L’utilisation récente de techniques d’analyse génomique performantes, bien plus


sensibles que les procédures standards, a permis l’identification de petites délétions et
duplications. Ainsi un grand nombre de régions chromosomiques (loci) spécifiques et
potentiellement importantes ont été identifiées. Ces techniques suggèrent également que,
dans de nombreux cas, des mutations génétiques nouvelles chez l’individu peuvent
représenter un facteur causal et que tous les cas d’autisme ne résultent pas nécessairement de
facteurs héréditaires.
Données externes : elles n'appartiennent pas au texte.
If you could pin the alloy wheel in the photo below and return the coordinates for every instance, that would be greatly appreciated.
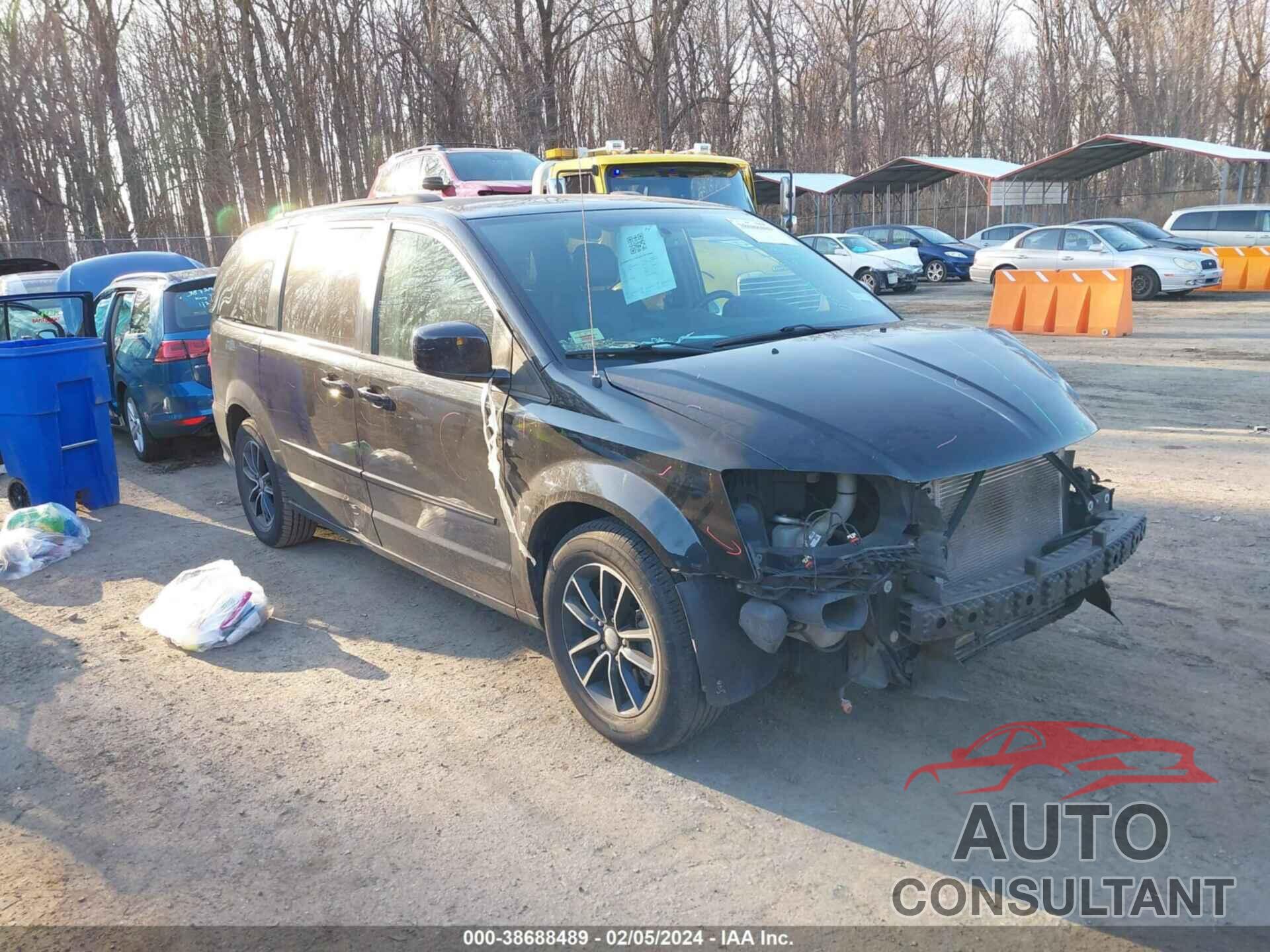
(610, 643)
(135, 430)
(259, 485)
De multiples approches parallèles sont nécessaires pour améliorer
notre compréhension des facteurs génétiques sous-tendant les TSA. Il est indispensable
d’étudier non seulement d’importantes cohortes bien définies de patients mais également
des cas isolés où l’action d’un gène majeur peut être identifiée.
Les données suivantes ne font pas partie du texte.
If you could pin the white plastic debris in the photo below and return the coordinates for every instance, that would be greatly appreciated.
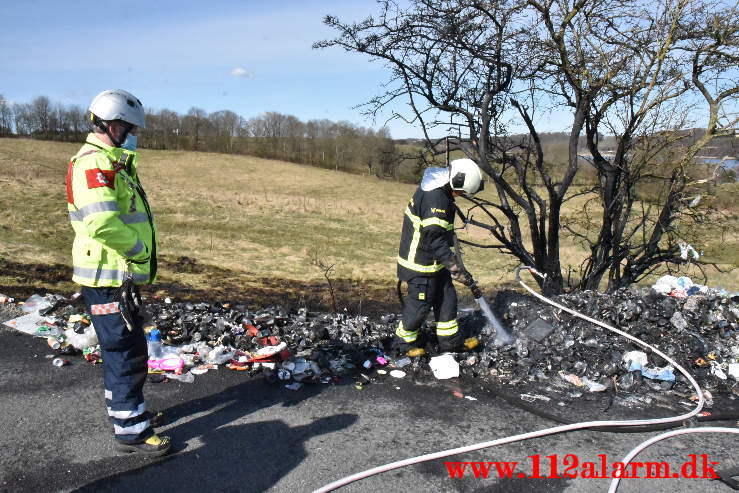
(572, 378)
(444, 366)
(271, 350)
(734, 370)
(717, 371)
(686, 249)
(593, 386)
(81, 341)
(185, 377)
(35, 303)
(638, 357)
(534, 397)
(665, 284)
(219, 355)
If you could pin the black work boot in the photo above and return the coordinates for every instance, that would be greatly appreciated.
(154, 446)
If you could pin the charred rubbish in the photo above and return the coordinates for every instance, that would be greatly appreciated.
(552, 350)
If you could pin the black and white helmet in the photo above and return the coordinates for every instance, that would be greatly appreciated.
(118, 104)
(465, 175)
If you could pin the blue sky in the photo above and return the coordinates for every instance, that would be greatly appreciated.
(245, 56)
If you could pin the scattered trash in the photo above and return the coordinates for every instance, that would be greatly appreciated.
(593, 386)
(717, 371)
(534, 397)
(444, 366)
(635, 358)
(538, 330)
(31, 324)
(547, 346)
(572, 378)
(734, 370)
(184, 378)
(36, 303)
(664, 373)
(403, 362)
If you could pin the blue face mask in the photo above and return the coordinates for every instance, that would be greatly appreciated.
(130, 143)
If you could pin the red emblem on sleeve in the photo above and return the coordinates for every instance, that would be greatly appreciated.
(97, 177)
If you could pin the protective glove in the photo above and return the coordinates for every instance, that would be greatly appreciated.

Des techniques de recherche sur le génome (ADN) ont pu identifier, en tant que facteurs
responsables, de petites délétions et duplications, un grand nombre de loci (régions qu’occupe
un gène sur un chromosome) candidats importants ainsi que de nouvelles mutations
génétiques.

2-2-3 Les aspects pathologiques chez les enfants avec autisme

Les enfants avec autisme présentent des particularités linguistiques spécifiques dont :

 Les troubles du traitement auditif du langage d’origine cérébrale avec des


comportements auditifs paradoxaux dont les douleurs, craintes, hypersensibilité ou
hyposensibilité à certains bruits, un défaut de réactivité à la voix et au langage adressé, un
comportement de l’enfant parfois bruyant.
 Les troubles de la compréhension verbale qui deviennent difficilement identifiée par
les proches et un trouble fréquent chez les personnes avec autisme touchant les aspects
comme la perception / identification des mots du langage : la compréhension des relations
grammaticales ; la compréhension du sens du message verbal en lien avec le contexte (sens
des mots, sous-entendus, …).
2-2-4 Tableau clinique de la production du langage

Les experts comme Filipek et al (1999), ont mis en évidence certains signes d’alerte qui
nécessiteraient des investigations immédiates.

 Le langage :
 Absence de babillage à 12 mois ;
 de pointage ou de l’utilisation de gestes à 12 mois ;
 Absence d’utilisation de mots simples à 16 mois ;
 Absence d’association de 2 mots à 24 mois ;
• et toute régression au niveau du langage ou des compétences sociales, quel que soit l’âge.
 La communication :
 Absence de réponse à son prénom;
 compréhension déficiente;
 retard ou utilisation inhabituelle du langage ;
 réactions inappropriées et utilisation déficiente de la communication non
verbale ;
 regard inadéquat ;
 manque de réactions aux indications contextuelles ; absence de désignation ou de
pointage.
Le diagnostic clinique devrait ouvrir la voie vers des interventions et des soutiens
efficaces au lieu d’être une étiquette stigmatisante, et devrait permettre l’évaluation des
compétences et besoins particuliers de chaque individu. Bien que la plupart des
programmes ayant fait leurs preuves comportent certains éléments clés, il existe une
large gamme de thérapies applicables pouvant s’avérer utiles pour des problèmes
particuliers ou pour certains individus. Ces possibilités devraient être prises en compte
lors du développement de projets de soutien personnalisés.
Conclusion 

Les personnes avec autisme ont des problèmes de traitement temporel de l’information
dynamique à cause soit des troubles du traitement auditif du langage d’origine cérébrale, soit
à cause des troubles de la compréhension verbale comme la perception / identification des
mots du langage. Toutefois, les facteurs génétiques restent une cause majeure du diagnostic de
l’autisme, mais l’interaction de nombreux autres facteurs joue aussi un rôle.